Pero más allá del desbordante presupuesto destinado a los esquemas de protección y la corrupción tejida alrededor de este rentable negocio, surgen dilemas de otro orden, que es necesario analizar, y que sólo quedarán enunciados por razones de espacio. El primero es la fijación en las camionetas como mito de las garantías de seguridad. Una creencia que no es cien por ciento cierta, ya que habido casos dolorosos como el de la gobernadora indígena Nasa Cristina Bautista, quien fue bajada con sus guardias de la camioneta y asesinada junto a ellos a sangre fría en Toribío; o el de la candidata a la alcaldía de Suárez, Karina García, quien fue incinerada dentro de su camioneta junto con otras cinco personas dentro. Ambos crímenes cometidos por disidencias de FARC en el Cauca, donde no valieron los esquemas blindados.
Con una menor connotación, pero con alguna relevancia, con frecuencia vemos detener el tráfico vehicular, afectando la movilidad, para darle paso a esquemas de protección donde van personajes de mayor importancia o estatus que los ciudadanos de a pie.

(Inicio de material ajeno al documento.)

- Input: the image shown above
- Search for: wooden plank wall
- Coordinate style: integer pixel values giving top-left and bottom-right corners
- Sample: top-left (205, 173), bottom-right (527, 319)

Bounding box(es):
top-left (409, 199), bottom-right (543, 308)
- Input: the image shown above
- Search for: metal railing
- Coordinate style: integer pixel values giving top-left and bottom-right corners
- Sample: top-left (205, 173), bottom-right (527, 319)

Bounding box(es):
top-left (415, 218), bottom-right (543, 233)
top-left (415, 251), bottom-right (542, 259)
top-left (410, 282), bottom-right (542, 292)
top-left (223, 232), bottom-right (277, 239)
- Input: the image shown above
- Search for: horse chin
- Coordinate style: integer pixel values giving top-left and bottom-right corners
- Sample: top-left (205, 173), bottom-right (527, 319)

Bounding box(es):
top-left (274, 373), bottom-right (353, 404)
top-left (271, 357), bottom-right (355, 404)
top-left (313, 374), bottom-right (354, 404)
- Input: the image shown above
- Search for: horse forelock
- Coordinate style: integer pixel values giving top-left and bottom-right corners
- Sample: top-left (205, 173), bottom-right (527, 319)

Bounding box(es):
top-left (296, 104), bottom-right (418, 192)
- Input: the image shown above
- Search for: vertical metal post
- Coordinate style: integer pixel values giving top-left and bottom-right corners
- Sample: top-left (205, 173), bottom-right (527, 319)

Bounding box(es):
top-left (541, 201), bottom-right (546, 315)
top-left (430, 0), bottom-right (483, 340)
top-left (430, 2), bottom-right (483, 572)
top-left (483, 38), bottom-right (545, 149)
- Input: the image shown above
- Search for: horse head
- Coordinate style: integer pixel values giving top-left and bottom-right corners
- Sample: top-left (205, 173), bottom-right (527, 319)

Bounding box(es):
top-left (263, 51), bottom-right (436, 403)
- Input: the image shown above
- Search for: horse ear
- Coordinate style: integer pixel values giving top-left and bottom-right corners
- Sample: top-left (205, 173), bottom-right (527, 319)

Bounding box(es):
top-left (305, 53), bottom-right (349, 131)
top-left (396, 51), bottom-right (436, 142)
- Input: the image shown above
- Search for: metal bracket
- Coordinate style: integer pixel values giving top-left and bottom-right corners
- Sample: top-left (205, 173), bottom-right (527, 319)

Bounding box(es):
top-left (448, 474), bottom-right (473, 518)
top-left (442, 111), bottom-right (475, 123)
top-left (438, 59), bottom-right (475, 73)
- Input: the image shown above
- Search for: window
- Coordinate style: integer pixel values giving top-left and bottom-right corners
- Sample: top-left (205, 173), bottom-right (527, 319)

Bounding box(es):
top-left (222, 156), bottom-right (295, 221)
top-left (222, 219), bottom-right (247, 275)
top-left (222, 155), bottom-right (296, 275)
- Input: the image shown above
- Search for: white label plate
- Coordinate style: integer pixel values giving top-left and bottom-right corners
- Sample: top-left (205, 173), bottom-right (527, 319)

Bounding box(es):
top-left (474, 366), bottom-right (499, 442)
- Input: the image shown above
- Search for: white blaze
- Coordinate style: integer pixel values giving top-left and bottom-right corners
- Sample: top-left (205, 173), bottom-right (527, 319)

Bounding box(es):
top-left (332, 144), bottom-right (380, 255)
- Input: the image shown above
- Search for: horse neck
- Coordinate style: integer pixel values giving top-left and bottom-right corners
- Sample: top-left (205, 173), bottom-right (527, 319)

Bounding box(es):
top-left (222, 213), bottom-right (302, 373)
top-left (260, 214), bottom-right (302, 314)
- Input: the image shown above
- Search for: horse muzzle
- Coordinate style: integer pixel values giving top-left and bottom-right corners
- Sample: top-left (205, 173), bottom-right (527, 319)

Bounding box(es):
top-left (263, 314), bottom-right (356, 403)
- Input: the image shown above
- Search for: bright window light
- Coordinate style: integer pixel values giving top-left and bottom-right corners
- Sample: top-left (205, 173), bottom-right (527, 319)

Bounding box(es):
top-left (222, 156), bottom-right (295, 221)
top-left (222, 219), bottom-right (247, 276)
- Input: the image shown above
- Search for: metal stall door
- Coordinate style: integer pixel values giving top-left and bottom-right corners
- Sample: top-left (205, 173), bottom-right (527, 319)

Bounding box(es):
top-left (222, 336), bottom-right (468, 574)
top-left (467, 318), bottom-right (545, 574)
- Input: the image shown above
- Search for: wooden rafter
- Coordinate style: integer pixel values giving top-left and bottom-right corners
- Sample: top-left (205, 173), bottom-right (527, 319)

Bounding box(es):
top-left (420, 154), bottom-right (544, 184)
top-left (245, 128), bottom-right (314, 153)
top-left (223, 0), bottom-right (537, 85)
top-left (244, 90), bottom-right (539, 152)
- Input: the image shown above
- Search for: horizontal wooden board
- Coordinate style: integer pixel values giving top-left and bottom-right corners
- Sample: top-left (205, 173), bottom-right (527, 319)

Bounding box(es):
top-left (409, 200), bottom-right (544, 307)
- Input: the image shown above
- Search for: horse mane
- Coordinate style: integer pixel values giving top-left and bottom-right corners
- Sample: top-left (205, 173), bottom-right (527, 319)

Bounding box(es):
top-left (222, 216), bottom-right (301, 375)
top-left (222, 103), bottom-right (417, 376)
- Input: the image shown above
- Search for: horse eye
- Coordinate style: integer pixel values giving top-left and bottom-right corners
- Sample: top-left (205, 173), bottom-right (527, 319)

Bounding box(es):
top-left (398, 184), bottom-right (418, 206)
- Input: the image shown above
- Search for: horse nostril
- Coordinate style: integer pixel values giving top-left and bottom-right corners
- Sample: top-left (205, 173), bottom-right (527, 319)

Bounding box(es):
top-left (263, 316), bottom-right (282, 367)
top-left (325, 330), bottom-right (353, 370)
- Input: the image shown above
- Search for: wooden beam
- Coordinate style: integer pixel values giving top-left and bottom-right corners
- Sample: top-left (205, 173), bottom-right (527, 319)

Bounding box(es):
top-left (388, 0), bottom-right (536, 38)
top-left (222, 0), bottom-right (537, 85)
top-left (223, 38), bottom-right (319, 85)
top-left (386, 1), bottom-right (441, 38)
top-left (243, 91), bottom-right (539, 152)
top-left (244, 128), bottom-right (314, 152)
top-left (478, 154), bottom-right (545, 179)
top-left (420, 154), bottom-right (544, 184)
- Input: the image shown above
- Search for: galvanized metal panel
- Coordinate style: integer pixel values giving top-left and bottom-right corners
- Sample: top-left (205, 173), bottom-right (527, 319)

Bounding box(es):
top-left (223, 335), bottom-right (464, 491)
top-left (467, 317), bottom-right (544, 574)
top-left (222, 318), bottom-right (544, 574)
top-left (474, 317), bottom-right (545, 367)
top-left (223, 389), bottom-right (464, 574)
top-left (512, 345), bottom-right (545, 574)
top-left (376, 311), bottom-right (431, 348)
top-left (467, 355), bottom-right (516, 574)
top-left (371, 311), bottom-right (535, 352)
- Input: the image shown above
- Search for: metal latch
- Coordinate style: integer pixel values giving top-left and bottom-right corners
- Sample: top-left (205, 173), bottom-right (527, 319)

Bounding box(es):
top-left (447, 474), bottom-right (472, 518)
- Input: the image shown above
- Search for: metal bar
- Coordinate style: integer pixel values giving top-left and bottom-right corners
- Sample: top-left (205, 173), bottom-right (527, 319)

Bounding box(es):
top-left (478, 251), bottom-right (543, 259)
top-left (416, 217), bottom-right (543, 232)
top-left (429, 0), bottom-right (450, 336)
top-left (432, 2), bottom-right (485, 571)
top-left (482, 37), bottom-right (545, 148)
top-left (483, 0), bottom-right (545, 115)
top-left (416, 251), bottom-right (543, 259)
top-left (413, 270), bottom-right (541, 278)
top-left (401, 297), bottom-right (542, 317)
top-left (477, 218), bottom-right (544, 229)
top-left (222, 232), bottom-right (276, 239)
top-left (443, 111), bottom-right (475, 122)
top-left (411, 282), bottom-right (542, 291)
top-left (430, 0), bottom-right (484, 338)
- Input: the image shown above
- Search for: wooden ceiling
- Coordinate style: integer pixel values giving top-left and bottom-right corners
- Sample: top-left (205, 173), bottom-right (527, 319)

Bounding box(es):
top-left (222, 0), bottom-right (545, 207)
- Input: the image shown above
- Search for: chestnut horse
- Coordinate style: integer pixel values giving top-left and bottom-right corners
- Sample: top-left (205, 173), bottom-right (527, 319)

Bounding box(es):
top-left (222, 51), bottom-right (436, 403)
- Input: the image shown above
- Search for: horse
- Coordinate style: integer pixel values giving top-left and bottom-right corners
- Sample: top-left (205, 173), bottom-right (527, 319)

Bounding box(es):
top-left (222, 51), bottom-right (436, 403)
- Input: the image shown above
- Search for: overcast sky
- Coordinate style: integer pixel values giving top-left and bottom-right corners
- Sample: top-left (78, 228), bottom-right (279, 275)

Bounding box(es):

Su prelación es llegar más rápido a sus destinos a pesar de que, según la Constitución y la ley, todos somos iguales y gozamos de los mismos derechos.
Hasta el momento no conocemos un estudio riguroso que demuestre la bondad de los esquemas de protección para salvar la vida de los protegidos. Sin embargo, sí es posible afirmar que muchas de las personas amenazadas lograron proteger su vida gracias a los cambios de contexto donde los factores de riesgo desaparecieron, antes que por la actuación proteccionista del Estado. Es más, actualmente, buena parte de las personas amenazadas tiene el riesgo localizado en su lugar de acción política y social, esto es, que si se traslada de ciudad o departamento, coyuntural o definitivamente, el riesgo desaparece, por tanto, el esquema de protección pierde su sentido.
En un enfoque de derechos humanos, las garantías para la defensa de la vida de los ciudadanos por parte del Estado van mucho más allá de un esquema de protección. Pero no será nada fácil salir de esta fórmula facilista construida por el Estado colombiano que sustituyó otras posibilidades. Además, tiene, sin duda bastantes seguidores. Debate espinoso de abordar, pero necesario para construir un país donde la vida dependa de las libertades constitucionales y no de un vehículo automotor.